Other films on the program are Keita Amemiya’s Makaraga, set in medieval Japan; Juanma Bajo’s Ulloa’s Airbag, a Tarantinoesque hit in Spain last year; and Agustin Villaronga’s creepy atmospheric-horror movie, 99.9.
Also on tap is Russel Mulcahy’s highly anticipated Talos the Mummy, a tribute to the Hammer films of the 1960s starring the venerable Christopher Lee, with Mulcahy attending screenings in both cities.
Japanimation
Japanese animation films are well represented and likely to draw crowds. This year’s offerings include Koji Moromoto’s Noiseman Sound Insect and Astro Boy and Black Jack from Jungle Emperor Leo creator Osamu Desaki.
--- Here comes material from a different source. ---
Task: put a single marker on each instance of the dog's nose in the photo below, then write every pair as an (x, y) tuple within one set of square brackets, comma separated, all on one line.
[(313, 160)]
Quite a few international industry guests plan to attend including Makoto Kakurai of Japan’s Shochiku and filmmaker Takashi Ishi, whose films Gonin, Gonin 2 and The Black Angel will be screened at the end of July.
Also attending are Peggy Lee of Hong Kong distrib Win’s, Eastern Heroes editor/publisher Rick Baker, u.s. directors Steve Wang (Drive) and Jim Van Bebber (Deadbeat At Dawn), Portuguese fantasy film fest director Mario Dorminsky, Fangoria’s Michael Gingold and Milky Way Image (Hong Kong) producer Johnny To (Odd One Dies/Longest Nite).
Special sections include a tribute to Spanish Cinema and a showcase for Independent American Films.
About 70% of the Montreal program is being reprogrammed in Toronto, with the balance of the Toronto program made up of exclusives including Peter Svatek’s teen sci-fi thriller Laserhawk, as well as highlights from Fant-Asia ’96 and ’97.
Montreal Fant-Asia ’98 opened with Jet Li’s Hitman and closes with the North American premiere of John Carpenter’s Vampires, a rollicking vampire western, starring Sheryl Lee and James Woods. Based on the John Steakly cult novel Vampire$, the film will be released internationally by Sony-Columbia Pictures this fall.
A new Golden Harvest cut of the Bruce Lee classic Enter the Dragon is on the Toronto opening night program, as is Sundance Film Festival winner (best director) Darren Aronfsky’s pi. Carpenter’s Vampires is the closer.